Differences between Freja and Bi

The Freja cluster is the replacement for Bi. This page outlines the key differences between Freja and Bi. It also documents some of the experiences from the pilot testing phase. If you have been using Bi before, the information here might help you in migrating your jobs to Freja.

Hardware differences

Freja has 64 cores per compute node, four time the amount of Bi. There is also only 78 compute nodes in Freja, compared to the 641 nodes Bi had during the later half of it’s lifetime. If you have a working job configuration for Bi, you should make sure you take this into account by scheduling your smaller jobs on an appropriate number of cores instead of whole nodes.

Freja does not have hyper-threading, so there are no virtual cores. Bi did have hyper-threads that was enabled with --ntasks-per-core=2. That option should NOT be used on Freja.

Operating System differences

Freja is using Rocky Linux 9 (equivalent of RHEL9), vs Bi with CentOS 7 (equivalent of RHEL7). Those were released eight years apart, and there are more changes than can easily be enumerated, but it should feel very similar on the surface.

Software/configuration differences

Node sharing is available, so you can run more than one job on a node. Considering the amount of cores available you should do that more often than not. See Scheduling policy on Freja.

You cannot use normal ssh NODENAME to login to a node where you are running a job. Use jobsh -j JOBID NODENAME instead.

For you as a user, the compiler environment should be very similar to Bi. But Freja is running a much newer operating system, so available software will differ somewhat and you should recompile your own.
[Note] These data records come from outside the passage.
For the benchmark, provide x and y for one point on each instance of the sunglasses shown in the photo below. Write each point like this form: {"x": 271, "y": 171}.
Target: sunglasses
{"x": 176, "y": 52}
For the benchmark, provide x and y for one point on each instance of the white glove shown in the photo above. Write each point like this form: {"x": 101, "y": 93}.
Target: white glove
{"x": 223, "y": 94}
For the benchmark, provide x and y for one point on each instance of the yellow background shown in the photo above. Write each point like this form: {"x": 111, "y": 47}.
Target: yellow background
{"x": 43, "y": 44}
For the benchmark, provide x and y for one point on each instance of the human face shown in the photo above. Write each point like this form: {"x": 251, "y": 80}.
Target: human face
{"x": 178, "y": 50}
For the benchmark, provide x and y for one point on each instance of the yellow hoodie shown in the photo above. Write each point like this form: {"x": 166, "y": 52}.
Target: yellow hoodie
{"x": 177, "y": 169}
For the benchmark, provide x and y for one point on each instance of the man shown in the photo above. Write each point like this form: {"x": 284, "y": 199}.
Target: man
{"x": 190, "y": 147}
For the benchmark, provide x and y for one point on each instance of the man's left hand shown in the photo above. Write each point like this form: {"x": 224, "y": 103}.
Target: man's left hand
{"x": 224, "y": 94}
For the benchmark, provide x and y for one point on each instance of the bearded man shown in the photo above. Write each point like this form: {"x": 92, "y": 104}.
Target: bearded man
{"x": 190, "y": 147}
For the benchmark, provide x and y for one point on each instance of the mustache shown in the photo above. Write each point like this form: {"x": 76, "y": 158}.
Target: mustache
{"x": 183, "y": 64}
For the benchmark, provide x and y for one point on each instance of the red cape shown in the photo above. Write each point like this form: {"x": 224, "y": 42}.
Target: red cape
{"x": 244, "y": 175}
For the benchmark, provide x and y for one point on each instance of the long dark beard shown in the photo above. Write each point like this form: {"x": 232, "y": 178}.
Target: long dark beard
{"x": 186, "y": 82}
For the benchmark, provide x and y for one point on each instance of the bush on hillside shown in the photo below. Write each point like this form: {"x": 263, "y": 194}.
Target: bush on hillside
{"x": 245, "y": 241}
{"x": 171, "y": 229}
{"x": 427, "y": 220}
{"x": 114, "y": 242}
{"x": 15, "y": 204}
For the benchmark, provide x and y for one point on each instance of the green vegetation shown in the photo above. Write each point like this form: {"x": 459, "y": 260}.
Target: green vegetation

Examples of how to launch jobs

Freja uses the Slurm job scheduling system, like earlier clusters at NSC. Below, we present some example of how to launch parallel jobs with different kinds of parallelization.

Pure MPI

This is the simplest way of running. The job script below will launch the job on 4 compute nodes and you will get 64 MPI ranks per node (1 per core).

#!/bin/bash
# SBATCH -J jobname
# SBATCH -t HH:MM:SS
# SBATCH -N 8
...
mpprun binary.x

Scheduling differences

Use of the fat nodes counts towards fairshare usage at double the cost of normal nodes. Jobs not requesting fat nodes can be scheduled on fat nodes if no other nodes are available, but will then not be hit with the extra cost. This in contrast with Bi where requesting a fat node had no extra cost.

The “high” and “risk” qos classes no longer exist. Users of “risk” should use “low” that now have a 4h timelimit. Users of “high” are encouraged to test the boost-tools described below.

There is a new tool available to all users to change the priority of jobs themselves:

A project may increase the priority of a small number of jobs for added flexibility using boost-tools.
A project may increase the time limit of a small number of jobs beyond the normal maximum (7 days) using boost-tools.
A project may reserve nodes for a certain time period using boost-tools.

Suggestions of what to test

Try to recompile your software on Freja with the new compilers. Use the module buildenv-intel/2023a-eb.
Run the job like you did on Bi (using 64 cores/node). Check the output for correctness and then look at the speed. The job should run faster on Freja.
Next try reducing your jobs to run on a specified number of cores instead of full nodes.

Known problems

/esgf is not yet mounted

If you rely on the /esgf filesystem you will have to keep using it from Bi for a little while yet.

No Publisher

It is not yet possible to use Publisher from Freja. You can do the work on Freja and then publish the result from Bi for now.